Yoshiro Tamura, "Introduction to the Lotus Sutra", p115-116Returning from the absolutely wonderful of “opening the relative and revealing the wonderful” to the world of conventional reality and relative existence brings this world to life by making the absolutely wonderful alive in this world. In terms of emptiness, it is to go from the conventional duality of A and B into their nondual emptiness. Yet one does not stagnate in nonduality or emptiness but returns to the duality of conventional existence, bringing emptiness into one’s life in order to have a true realization of nonduality and emptiness. This is why Zhanran, the sixth patriarch of Tiantai, maintained that “nonduality is dual, and duality is nondual.” Small Vehicle Buddhists stagnated in nonduality and emptiness, forgetting to reenter the actual world and make such truth alive there.
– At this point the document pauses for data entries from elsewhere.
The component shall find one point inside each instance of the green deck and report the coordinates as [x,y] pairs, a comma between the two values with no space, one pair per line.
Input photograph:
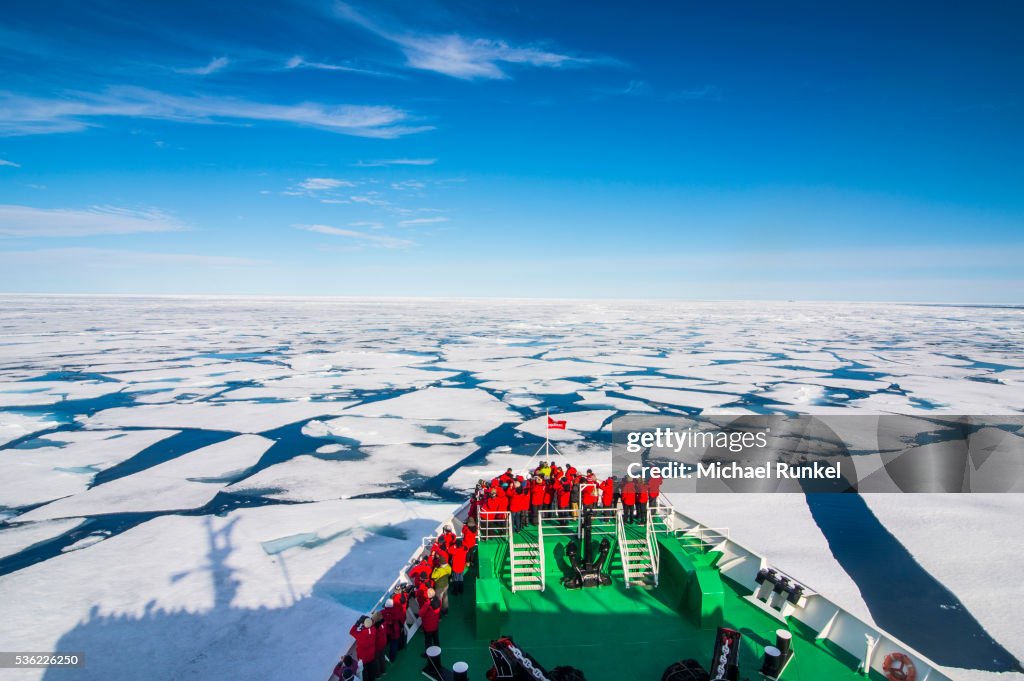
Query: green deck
[613,633]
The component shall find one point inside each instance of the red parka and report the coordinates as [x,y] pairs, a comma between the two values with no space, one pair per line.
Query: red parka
[468,538]
[654,486]
[607,493]
[629,494]
[459,559]
[366,642]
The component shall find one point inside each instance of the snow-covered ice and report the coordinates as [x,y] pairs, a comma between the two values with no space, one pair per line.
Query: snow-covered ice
[307,406]
[185,482]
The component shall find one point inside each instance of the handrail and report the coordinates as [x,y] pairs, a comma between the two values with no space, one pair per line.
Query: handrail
[624,552]
[494,524]
[653,550]
[540,549]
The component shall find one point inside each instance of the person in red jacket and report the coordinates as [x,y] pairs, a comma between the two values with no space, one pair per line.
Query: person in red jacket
[430,616]
[380,642]
[366,646]
[518,505]
[629,500]
[420,571]
[653,490]
[537,493]
[394,624]
[469,538]
[643,495]
[449,536]
[608,493]
[458,567]
[589,490]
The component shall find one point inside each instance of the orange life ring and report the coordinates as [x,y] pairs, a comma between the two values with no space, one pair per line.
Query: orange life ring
[898,667]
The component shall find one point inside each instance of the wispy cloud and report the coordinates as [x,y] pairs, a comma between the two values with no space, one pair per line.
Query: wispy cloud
[422,220]
[215,65]
[453,54]
[379,241]
[639,88]
[371,199]
[382,163]
[321,183]
[301,62]
[30,221]
[76,111]
[101,257]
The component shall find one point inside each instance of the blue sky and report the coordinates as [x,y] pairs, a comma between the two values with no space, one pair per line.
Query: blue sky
[681,150]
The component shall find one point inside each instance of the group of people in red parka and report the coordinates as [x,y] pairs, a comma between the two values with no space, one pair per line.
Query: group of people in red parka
[438,571]
[553,487]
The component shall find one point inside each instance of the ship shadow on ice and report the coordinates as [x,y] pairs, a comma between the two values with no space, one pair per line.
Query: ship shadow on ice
[902,596]
[222,640]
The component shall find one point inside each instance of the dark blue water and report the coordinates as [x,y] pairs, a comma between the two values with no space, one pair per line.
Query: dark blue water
[902,596]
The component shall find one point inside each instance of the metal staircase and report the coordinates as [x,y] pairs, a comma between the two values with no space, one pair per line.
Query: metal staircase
[526,565]
[638,556]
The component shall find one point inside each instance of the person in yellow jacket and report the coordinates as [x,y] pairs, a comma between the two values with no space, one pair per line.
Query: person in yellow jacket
[441,576]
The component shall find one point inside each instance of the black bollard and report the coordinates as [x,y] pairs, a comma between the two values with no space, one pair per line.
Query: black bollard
[772,665]
[783,638]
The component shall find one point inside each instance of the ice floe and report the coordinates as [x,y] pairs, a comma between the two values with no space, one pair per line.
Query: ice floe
[22,537]
[237,417]
[185,482]
[66,462]
[197,591]
[310,478]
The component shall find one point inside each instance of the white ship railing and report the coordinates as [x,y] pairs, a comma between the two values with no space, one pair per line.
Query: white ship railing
[832,623]
[541,551]
[624,551]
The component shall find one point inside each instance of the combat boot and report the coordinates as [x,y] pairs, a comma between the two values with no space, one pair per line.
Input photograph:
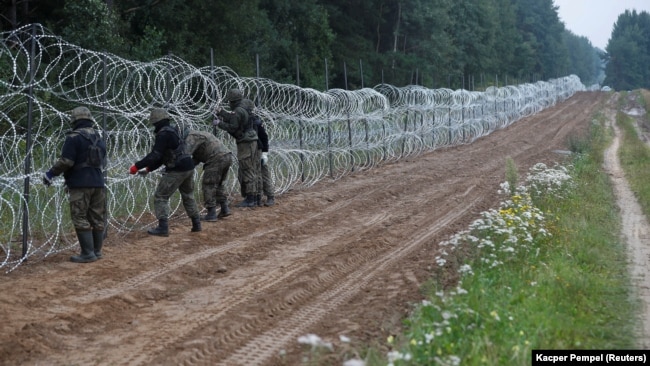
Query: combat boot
[225,210]
[248,202]
[161,230]
[196,224]
[211,215]
[98,241]
[87,248]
As a consequence of this they fell into deep nihilism.
We should pay careful attention to realizing that seeing the divine in the human or entering the actual world and bringing it to life is neither to affirm humanity, just as it is, as divine, nor to affirm reality, just as it is, as absolute. It is an undeniable fact that humanity is not divine, and that the actual world is finite and relative. Based on this, we have to posit the divine over against humanity, and we have to posit the absolute over against the actual. Thus, we must assert the relatively wonderful. In other words, the “absolutely wonderful” of “opening the relative and revealing the wonderful” does not mean to ignore such facts and affirm humanity, as it is, or to affirm the actual as absolute. In this sense, the “relatively wonderful” of “breaking the relative and revealing the wonderful” is included in “opening the relative and revealing the wonderful.” Moreover, the “supreme truth of the middle way” is posited as the synthesis of “entering emptiness from conventional existence” and “entering conventional existence from emptiness.” Finally, the “threefold contemplation” is taught as a conclusion–the perfect and immediate calming and contemplation of the identity of emptiness, conventional existence, and the middle way.
Thus did Tiantai Zhiyi’s view of absoluteness reach its culmination. We can say that the Lotus Sutra’s teaching of the unifying truth (the Wonderful Dharma of One Vehicle) gained theoretical coherence here. We can conclude that actuality is a plural, finite, and relative world. This is actuality as factual. Zhiyi insists on always acknowledging its factuality as a fact, seeing the unifying truth in it, and thereby gaining a glimpse of an absolute state. If we put this in the context of the eternal life of the Buddha revealed in chapter 16 of the Lotus Sutra, this actual life is transient—human beings live toward death. Based on this, one can realize the Everlasting Buddha, i.e., eternal life. It is in this way that one discovers the true or original Buddha.